Historic Tax Case | Welch v. Helvering

Share this Article
Facebook Icon LinkedIn Icon Twitter Icon

Freeman Law is a tax, white-collar, and litigation boutique law firm. We offer unique and valued counsel, insight, and experience. Our firm is where clients turn when the stakes are high and the issues are complex.

Welch v. Helvering, 290 U.S. 111 | November 6, 1933 | Justice Cardozo | Docket No. 33

Short Summary:

In 1922, Thomas H. Welch (Petitioner) was the secretary of the E. L. Welch Company, which was engaged in the grain business. The Welch Company went bankrupt and was discharged from its debts. Subsequently, Petitioner obtained a new job with a company engaged in the grain business. To re-establish relations with customers he had served while working with the Welch Company, and to solidify his good will, Petitioner decided to pay the debts of the Welch Company, to the extent he was able, over five years.

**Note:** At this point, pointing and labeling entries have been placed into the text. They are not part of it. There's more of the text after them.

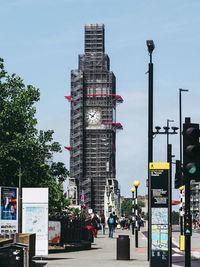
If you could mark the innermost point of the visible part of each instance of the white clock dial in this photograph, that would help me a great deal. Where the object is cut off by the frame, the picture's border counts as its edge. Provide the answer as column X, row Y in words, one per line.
column 93, row 116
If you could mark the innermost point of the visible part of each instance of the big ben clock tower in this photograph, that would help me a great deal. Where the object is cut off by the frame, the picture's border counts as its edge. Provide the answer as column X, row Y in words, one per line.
column 93, row 122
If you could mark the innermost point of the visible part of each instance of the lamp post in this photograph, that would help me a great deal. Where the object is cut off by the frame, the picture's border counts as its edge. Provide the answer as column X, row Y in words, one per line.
column 108, row 199
column 133, row 209
column 181, row 209
column 150, row 46
column 180, row 121
column 168, row 121
column 136, row 184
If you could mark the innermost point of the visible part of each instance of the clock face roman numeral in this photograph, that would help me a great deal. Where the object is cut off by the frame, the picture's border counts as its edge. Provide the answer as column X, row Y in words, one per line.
column 93, row 116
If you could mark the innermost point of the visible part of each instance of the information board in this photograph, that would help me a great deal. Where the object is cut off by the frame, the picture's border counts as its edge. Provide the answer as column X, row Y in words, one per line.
column 9, row 210
column 35, row 217
column 159, row 203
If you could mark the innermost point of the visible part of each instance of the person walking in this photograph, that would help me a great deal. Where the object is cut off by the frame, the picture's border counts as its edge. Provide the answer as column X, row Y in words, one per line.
column 95, row 223
column 111, row 222
column 102, row 222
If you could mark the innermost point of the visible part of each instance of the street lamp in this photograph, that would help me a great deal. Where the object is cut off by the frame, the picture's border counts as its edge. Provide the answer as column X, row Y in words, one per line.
column 133, row 209
column 150, row 46
column 180, row 120
column 181, row 209
column 168, row 121
column 136, row 184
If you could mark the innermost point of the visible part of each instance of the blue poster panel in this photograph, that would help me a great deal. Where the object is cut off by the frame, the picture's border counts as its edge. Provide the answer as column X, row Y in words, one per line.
column 8, row 215
column 159, row 173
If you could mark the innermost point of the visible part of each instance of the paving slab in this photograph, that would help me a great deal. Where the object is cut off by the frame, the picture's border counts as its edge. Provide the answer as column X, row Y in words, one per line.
column 103, row 253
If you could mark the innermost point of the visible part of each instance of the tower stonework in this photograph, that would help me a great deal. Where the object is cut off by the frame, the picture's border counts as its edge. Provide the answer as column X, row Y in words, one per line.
column 93, row 122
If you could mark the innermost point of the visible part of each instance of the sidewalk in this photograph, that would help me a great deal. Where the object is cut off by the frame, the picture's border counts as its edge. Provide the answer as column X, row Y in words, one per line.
column 103, row 253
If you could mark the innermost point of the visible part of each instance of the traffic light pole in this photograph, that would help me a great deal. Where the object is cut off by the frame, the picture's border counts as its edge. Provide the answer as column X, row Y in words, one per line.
column 187, row 237
column 169, row 159
column 150, row 145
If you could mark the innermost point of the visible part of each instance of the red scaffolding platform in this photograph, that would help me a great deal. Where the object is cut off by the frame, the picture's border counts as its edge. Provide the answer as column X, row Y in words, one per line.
column 68, row 98
column 115, row 125
column 117, row 98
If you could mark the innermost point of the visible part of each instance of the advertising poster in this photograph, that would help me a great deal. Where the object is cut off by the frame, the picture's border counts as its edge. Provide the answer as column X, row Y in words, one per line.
column 8, row 216
column 54, row 232
column 35, row 217
column 159, row 173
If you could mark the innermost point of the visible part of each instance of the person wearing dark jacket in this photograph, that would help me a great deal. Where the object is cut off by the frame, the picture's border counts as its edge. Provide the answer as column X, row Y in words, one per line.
column 111, row 223
column 95, row 223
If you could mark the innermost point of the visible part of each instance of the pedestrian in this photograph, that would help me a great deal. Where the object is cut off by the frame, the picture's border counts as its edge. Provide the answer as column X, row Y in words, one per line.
column 111, row 222
column 102, row 222
column 95, row 223
column 115, row 220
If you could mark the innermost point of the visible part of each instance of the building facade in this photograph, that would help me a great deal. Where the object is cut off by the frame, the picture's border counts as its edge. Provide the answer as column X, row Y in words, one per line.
column 93, row 122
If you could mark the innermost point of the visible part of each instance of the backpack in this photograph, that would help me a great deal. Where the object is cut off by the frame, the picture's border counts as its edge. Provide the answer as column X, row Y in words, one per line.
column 111, row 220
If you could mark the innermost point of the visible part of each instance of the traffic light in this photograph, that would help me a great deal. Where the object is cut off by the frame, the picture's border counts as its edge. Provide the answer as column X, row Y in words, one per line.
column 188, row 224
column 179, row 181
column 191, row 150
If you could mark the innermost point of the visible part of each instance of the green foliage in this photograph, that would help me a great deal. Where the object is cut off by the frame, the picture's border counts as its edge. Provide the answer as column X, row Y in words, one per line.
column 126, row 207
column 23, row 147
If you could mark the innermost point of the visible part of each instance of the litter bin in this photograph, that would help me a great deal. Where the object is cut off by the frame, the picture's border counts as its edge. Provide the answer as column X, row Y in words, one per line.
column 123, row 247
column 14, row 255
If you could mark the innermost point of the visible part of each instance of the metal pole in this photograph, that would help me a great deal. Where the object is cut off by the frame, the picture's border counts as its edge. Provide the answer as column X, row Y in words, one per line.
column 181, row 212
column 180, row 136
column 136, row 222
column 187, row 237
column 150, row 146
column 133, row 212
column 20, row 202
column 169, row 159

Petitioner deducted the payments he made to the Welch Company creditors, characterizing them as ordinary and necessary business expenses, during the corresponding tax years. The Commissioner of Internal Revenue (Commissioner) ruled that the payments made by Petitioner were not deductive from income as ordinary and necessary expenses, but were rather more akin to capital expenditures. The Board of Tax Appeals sustained the ruling of the Commissioner and the Court of Appeals for the Eighth Circuit affirmed. The Petitioner petitioned for a writ of certiorari.

Key Issue:

Whether payments by a taxpayer to the creditors of his now-bankrupt former employer, made in an effort to better his own standing and credit, are allowable deductions under IRC § 162(a)[1] in the computation of his own net income?

Primary Holding:

No, Petitioner could not deduct payments made to the creditors of his now-bankrupt former employer as ordinary and necessary expenses paid or incurred in carrying on any trade or business. Payments of this sort, the Court concluded, are “a high degree extraordinary.”

Key Points of Law:

Insight:

This case reiterates that IRC § 162(a) allows a taxpayer to take a deduction for expenses paid or incurred in operating a business, but that those expenses must be both ordinary and necessary. Further, clarification is provided as to what “ordinary” means within the statute: Something is ordinary when it is usual or customary; it may be regularly occurring or a single instance.

The Court also notes that the standard provided by the statute is not a rule of law but rather a way of life, and “life in all its fullness must supply the answer to the riddle.” While its meaning is as clear as muddied waters, the famous line by Justice Cardozo underscores the inherently fact-intensive nature of determinations like the one at issue in the present case. And while the Court will ultimately come to its own conclusions based on a review of the facts, it should defer to the taxpayer’s judgement that an expense was ordinary and necessary.

Lastly, the Court acknowledges that reputation, knowledge, and goodwill are important, and sometimes the sole tools an individual has to forge a path forward. And while money spent to acquire each is money that is well and wisely spent – it is not an ordinary expense paid or incurred in operating a business.

[1] For the years 1924, 1925, 1926, and 1927, the applicable provision was § 214(a)(1) of the Revenue Acts of 1924 and 1926. For 1928, the applicable provision was § 23(a) of the Revenue Act of 1928. Today, the applicable provision is IRC § 162(a).